しかし必死の訴えも空しく、魔法使いは直ぐにあたしから目を逸そらせてしまった。しかも隣の豚が「うっせーよ」とばかりに体当たりをかましてきたので、それ以上のアピールはできなくなった。
あたしは「ごめんね」の意思表示としてその豚に鼻を付けた。
その豚も「まあ、おめえなら許してやる」という感じで鼻を付け返してきた。
向こうを向いている魔法使いには思いっきり顔をしかめて舌を突き出してやった。
おめーに期待したあたしがバカだったよ、と。どうせ見てないけど。
「食肉処理場はこの豚一匹をいくらで買い取るんだ?」
魔法使いが御者に聞いていた。
「たった5,000ペルーらしいっすよ。原価ギリギリだって、牧場のオヤジがいっつも愚痴ってますわ」
「じゃあ、10,000ペルーでこの中の一匹を俺に売る気はないか?」
「ははっ、いい話っすね。でも自分は単なる運送業者なんで、お客の商品を勝手に売ったら仕事失っちまいますよ」
御者は上機嫌であった。
「あの一番後ろに積んでる元気な豚、筋肉質で旨そうだねえ」
魔法使いが言った。
ん? あたしのことか?
「おっ、お目が高い。あれは王室に献上する豚肉らしいっすよ。あれはさずがにもっと高いんじゃないっすか」
御者があたしを見て憎々しげ言った。
御者があたしを嫌うのにはちょっとした経緯がある。
荷馬車にあたし達を乗せる際、この御者は豚の扱いを知らないのか、豚を一匹一匹蹴飛ばして無理矢理通路を進ませようとしていたのだ。それでも一匹目は賢い子で、事態を察知して荷台に進んだのだが、二匹目は怯えて縮こまり、全く動かなくなってしまった。
「とっとと進みやがれ。
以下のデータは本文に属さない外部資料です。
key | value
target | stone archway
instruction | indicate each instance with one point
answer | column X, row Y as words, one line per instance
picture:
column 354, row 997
こっちは時間がねえんだよ」
御者はその豚の皮がはがれ、血が滲むのもかまわず豚を鞭打ち、蹴り続けた。養豚業者の従業員が「早くしてくれよ」と、言いながらため息をついていた。
見てられなかったので、あたしは御者に体当たりをかまして御者の暴力を止めた。尻もちをついて茫然とする御者を後目にあたしが荷台に乗り込んで見せると、縮こまっていた豚をはじめ他の豚達もぞろそろとあたしの後をついてきた。
豚は本来集団生活を送る動物である。リーダー格が進めば残りのメンバーはそれについていくのだ。だから暴力など使わなくとも、慣れた運送業者ならうまく先頭の一匹を導くことで全ての豚を荷台に乗せてしまう。
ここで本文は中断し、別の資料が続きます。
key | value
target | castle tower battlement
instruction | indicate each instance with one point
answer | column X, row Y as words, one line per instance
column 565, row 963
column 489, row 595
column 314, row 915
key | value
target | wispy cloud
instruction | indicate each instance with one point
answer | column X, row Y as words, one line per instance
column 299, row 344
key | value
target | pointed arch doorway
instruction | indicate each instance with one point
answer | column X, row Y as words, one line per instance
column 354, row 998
あたしが御者に体当たりをしたことで、他の豚はあたしをリーダー格と認めてくれたようだった。
「レーナはやっぱり頭がいいね」
従業員と一緒に様子を見ていた牧場主の息子が言った。御者はどうもこの一言も気に食わなかったらしい。
すべての豚が荷台に乗り込むと、御者はわざわざ荷台の後ろに回り、あたしのことを何度も蹴飛ばした。
「この野郎! 人間様をなめんじゃねえ!」
あたしが体当たりをかましたことを非難しているのか、それとも自分にできなかったことを豚ごときに実現されてしまったことが悔しかったのか……。しかし牧場主の息子が自分の父親にそのことを告げ口するとは思わなかったのだろうか?
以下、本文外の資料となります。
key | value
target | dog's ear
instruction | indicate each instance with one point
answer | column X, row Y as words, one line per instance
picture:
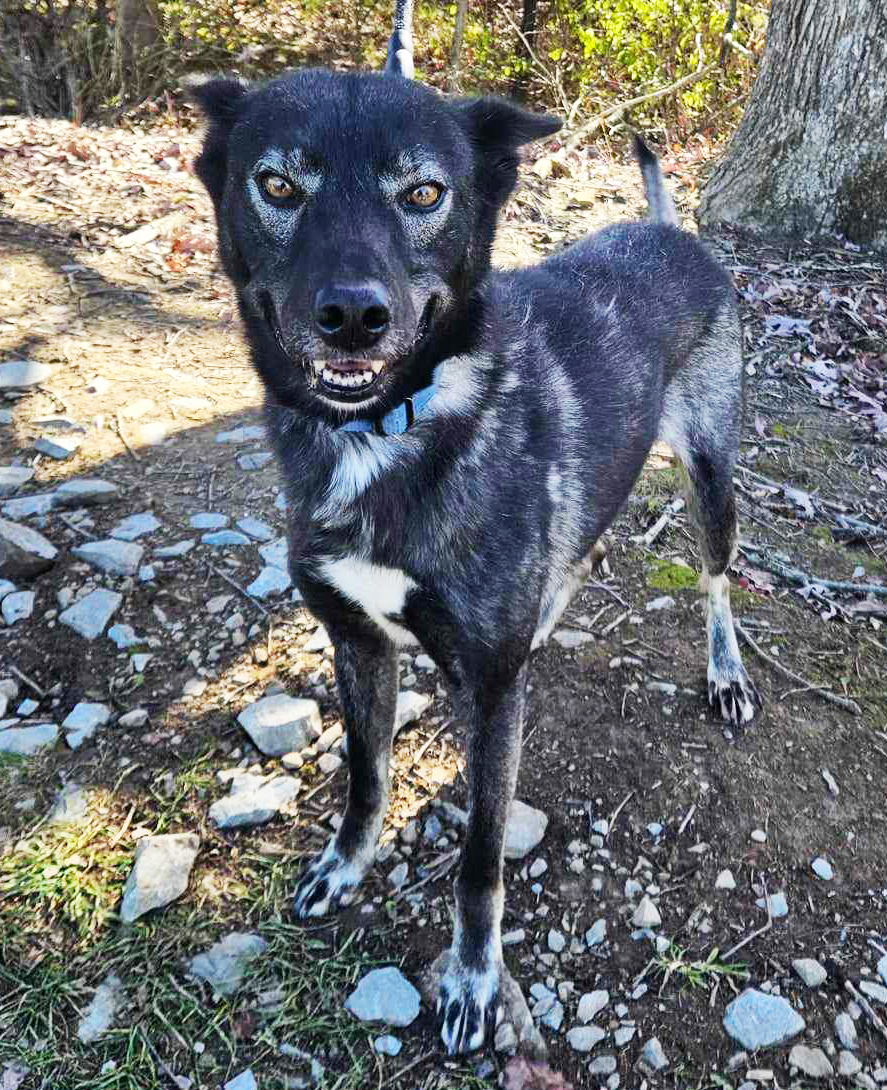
column 497, row 129
column 219, row 99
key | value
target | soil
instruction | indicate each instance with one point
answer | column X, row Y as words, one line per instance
column 148, row 359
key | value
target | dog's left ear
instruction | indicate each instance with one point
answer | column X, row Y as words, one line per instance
column 219, row 100
column 497, row 129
御者が蹴り疲れた頃、牧場主が怒り狂いながら飛んできた。
この豚が王室への献上品であること、御者の所属する運送グループには今後二度と仕事を回さないつもりであること牧場主がを告げると、御者は平謝りに謝った。結局、今回の運賃は御者の自腹払いとすることでなんとか話が収まったようだった。
へえ、あたしって、王様への献上品だったんだ。
その時初めてあたしは養豚場でのあたしの扱いが他の豚よりちょっと良かった理由を納得した。